My stepmother fingered the grayish, sand-like remains of her mother through a Ziploc bag. “Occasionally, you can feel chunks of bone.”
I studied the contents, too squeamish to hold them, and wondered which parts had already settled into the glass vase on a table overlooking the beach. My family had rented the condo via VRBO mostly for its beautiful floor-to-ceiling windows. “She always said she wanted to live in a little place by the ocean,” my step-aunt explained. “Now she will.”
Aunt Mary had poured some of the remains of my step-grandmother’s body—a body that had both served and failed her—into that vase. It could have been part of her heart, a heart that once loved an abusive man. That same heart had loved cats and horses and Myrtle Beach, South Carolina. Or maybe it was a piece of hipbone—bone that ultimately cracked under the pressure of age and a malnourished frame. Or maybe it was her hands. I hope it was her hands. Those hands had held and cared for her babies, held tight to the things she had, sometimes very little, but held them nonetheless. She used those hands to wash the laundry belonging to her husband’s mistress, and to shield the rest of her body from harm. They must have been strong hands.
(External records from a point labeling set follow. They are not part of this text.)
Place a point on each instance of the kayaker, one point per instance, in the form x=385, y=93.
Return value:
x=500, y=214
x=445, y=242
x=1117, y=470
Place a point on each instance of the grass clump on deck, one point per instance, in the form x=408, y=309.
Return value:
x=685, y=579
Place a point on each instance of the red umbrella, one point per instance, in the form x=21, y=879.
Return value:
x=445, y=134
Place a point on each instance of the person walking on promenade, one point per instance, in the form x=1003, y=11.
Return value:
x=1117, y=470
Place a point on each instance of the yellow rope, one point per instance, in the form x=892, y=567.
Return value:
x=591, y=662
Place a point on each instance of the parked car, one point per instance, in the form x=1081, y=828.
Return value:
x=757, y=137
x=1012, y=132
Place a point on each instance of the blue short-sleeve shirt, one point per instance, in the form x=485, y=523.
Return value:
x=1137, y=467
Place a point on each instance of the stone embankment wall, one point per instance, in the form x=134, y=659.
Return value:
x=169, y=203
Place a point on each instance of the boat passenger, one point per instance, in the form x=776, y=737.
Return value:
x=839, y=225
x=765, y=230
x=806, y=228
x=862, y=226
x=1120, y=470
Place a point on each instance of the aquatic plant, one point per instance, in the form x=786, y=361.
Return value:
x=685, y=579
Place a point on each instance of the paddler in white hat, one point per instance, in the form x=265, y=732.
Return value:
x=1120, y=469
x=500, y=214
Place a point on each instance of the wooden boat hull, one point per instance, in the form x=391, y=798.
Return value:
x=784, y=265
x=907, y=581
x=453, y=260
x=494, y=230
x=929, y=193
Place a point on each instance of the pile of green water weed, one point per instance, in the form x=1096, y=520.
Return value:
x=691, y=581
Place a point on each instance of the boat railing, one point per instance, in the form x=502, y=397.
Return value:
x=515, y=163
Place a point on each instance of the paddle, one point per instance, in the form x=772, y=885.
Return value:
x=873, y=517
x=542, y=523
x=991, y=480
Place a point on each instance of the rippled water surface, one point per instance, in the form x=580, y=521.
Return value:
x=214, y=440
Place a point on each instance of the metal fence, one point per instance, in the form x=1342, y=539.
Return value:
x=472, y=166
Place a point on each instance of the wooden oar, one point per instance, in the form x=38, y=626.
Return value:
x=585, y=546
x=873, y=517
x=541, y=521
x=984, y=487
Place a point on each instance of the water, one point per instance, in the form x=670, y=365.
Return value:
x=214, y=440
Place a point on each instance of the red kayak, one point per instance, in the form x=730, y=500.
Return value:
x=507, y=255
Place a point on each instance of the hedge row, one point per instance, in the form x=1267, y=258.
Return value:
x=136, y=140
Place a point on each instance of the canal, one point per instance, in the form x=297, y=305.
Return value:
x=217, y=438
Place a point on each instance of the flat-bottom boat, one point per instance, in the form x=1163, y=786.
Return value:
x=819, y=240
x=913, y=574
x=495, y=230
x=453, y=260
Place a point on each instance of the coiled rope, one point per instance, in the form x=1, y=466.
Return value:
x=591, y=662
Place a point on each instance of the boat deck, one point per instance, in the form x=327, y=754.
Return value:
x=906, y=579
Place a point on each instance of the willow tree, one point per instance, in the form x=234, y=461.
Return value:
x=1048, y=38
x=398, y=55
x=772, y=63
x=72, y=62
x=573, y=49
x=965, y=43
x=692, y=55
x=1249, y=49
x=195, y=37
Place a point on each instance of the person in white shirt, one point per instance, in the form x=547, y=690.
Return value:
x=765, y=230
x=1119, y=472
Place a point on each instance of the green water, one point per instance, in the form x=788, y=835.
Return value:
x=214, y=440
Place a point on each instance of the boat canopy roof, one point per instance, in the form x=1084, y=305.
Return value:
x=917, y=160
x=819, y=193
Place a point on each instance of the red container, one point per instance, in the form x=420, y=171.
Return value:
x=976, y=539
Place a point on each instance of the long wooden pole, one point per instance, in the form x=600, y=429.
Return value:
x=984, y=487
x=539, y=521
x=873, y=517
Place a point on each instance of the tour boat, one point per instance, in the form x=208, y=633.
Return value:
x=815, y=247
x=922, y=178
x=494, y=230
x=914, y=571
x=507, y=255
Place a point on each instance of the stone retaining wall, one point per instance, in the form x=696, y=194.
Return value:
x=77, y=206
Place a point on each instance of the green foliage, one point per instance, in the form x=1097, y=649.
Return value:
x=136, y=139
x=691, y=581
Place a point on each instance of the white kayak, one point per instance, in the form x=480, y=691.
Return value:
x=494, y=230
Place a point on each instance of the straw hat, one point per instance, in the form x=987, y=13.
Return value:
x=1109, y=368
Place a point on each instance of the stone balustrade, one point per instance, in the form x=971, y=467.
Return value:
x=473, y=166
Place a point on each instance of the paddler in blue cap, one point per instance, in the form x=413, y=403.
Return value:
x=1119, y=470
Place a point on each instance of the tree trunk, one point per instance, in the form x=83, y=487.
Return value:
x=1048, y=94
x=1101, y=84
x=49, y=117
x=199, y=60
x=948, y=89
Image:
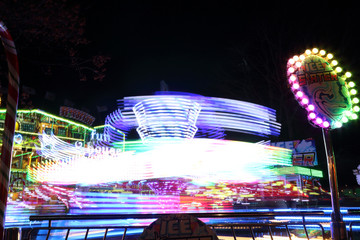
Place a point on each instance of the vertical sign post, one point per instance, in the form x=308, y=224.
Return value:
x=10, y=120
x=337, y=225
x=321, y=88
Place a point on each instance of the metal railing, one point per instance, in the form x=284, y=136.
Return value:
x=247, y=229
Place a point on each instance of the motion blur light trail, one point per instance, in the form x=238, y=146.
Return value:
x=192, y=159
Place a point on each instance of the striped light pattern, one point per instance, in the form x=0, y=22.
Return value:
x=10, y=119
x=196, y=159
x=216, y=115
x=294, y=65
x=171, y=117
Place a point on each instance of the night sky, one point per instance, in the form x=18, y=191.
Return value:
x=199, y=47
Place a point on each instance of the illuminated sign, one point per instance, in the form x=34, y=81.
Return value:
x=18, y=138
x=319, y=86
x=303, y=151
x=178, y=226
x=357, y=174
x=76, y=114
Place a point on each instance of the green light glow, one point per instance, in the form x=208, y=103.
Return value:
x=38, y=111
x=298, y=170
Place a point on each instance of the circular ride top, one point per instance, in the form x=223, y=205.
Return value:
x=179, y=115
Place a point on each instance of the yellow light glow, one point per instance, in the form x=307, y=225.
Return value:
x=330, y=56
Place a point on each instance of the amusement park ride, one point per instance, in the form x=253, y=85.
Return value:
x=181, y=163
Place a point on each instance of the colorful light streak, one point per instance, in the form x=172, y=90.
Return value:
x=192, y=159
x=216, y=116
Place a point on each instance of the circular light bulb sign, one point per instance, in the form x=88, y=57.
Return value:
x=320, y=87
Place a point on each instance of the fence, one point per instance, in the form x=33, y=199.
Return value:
x=255, y=225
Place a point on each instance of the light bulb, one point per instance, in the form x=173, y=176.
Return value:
x=338, y=69
x=326, y=124
x=292, y=78
x=311, y=107
x=312, y=115
x=305, y=101
x=338, y=124
x=318, y=120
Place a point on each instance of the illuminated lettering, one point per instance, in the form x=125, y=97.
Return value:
x=312, y=66
x=327, y=76
x=302, y=80
x=320, y=66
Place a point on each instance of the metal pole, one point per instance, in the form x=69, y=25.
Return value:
x=10, y=120
x=337, y=225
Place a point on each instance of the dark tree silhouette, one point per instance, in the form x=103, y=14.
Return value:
x=50, y=34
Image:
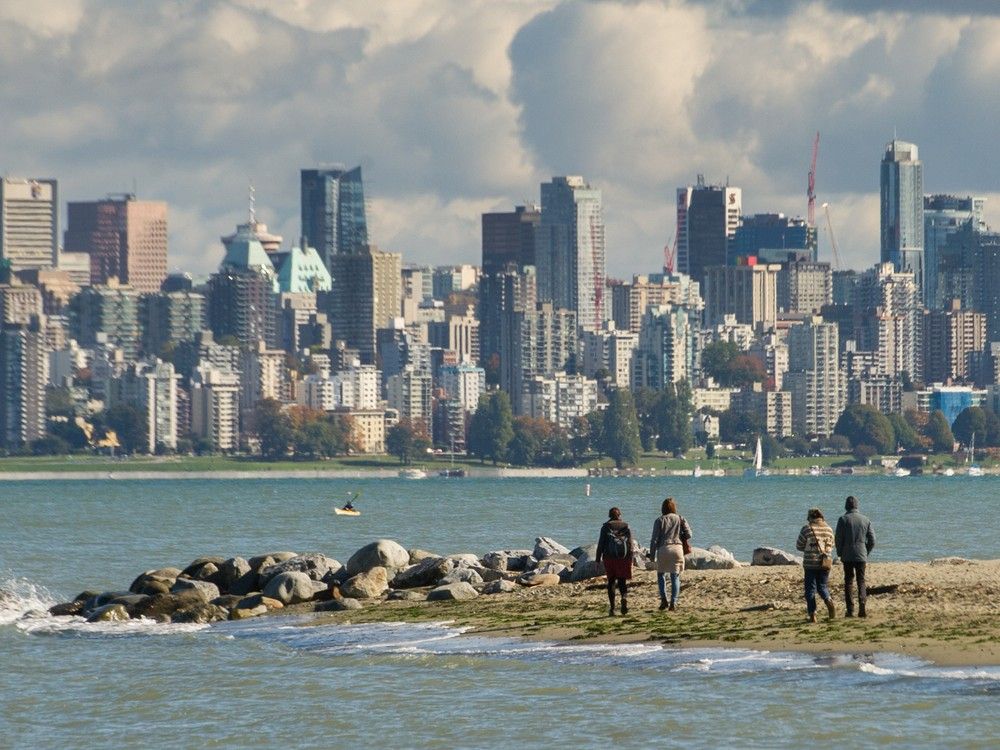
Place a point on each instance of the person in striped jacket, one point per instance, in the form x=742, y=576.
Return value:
x=816, y=544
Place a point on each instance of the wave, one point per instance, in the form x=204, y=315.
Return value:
x=25, y=606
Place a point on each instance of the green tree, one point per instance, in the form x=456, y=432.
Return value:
x=939, y=432
x=906, y=437
x=128, y=425
x=405, y=440
x=970, y=421
x=274, y=428
x=621, y=428
x=863, y=424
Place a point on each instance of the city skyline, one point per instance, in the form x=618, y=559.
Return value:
x=468, y=128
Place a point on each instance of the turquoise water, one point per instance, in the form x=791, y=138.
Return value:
x=269, y=683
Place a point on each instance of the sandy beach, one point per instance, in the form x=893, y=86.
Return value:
x=945, y=612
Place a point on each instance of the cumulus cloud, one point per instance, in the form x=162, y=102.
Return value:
x=454, y=107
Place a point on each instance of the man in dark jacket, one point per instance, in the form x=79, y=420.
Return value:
x=855, y=540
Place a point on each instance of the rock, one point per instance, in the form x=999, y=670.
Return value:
x=290, y=587
x=465, y=560
x=228, y=602
x=707, y=559
x=419, y=555
x=462, y=574
x=406, y=595
x=207, y=590
x=547, y=567
x=368, y=585
x=194, y=568
x=67, y=608
x=231, y=571
x=774, y=556
x=495, y=560
x=499, y=587
x=383, y=553
x=460, y=591
x=317, y=566
x=425, y=573
x=337, y=605
x=534, y=578
x=545, y=547
x=271, y=558
x=161, y=579
x=201, y=613
x=109, y=613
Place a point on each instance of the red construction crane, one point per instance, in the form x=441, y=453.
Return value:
x=811, y=191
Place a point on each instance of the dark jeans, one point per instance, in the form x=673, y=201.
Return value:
x=816, y=580
x=852, y=569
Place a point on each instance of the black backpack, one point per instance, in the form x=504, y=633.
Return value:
x=617, y=546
If it were her eyes that were planted in that vase overlooking the South Carolina coast, they would see the joy: the sun-worshipers in exaltation, the families splashing nearby, the waves lapping at the shore, clinging to the earth as they recede. This, she would understand.
Her children waited for the perfect day to release what physically remained of their mother. At least, that’s what they said. They clutched to those ashes the way my toddler glued himself to my leg in the ocean, like those waves clinging to the shore.
Then they let go. Just as their mother had done many months before. Just as we all do, one way or another. The wind carried away some of the ashes and buried others into the beach. It looked as though they had disappeared. But to strangers on the beach, they look like sand and shell.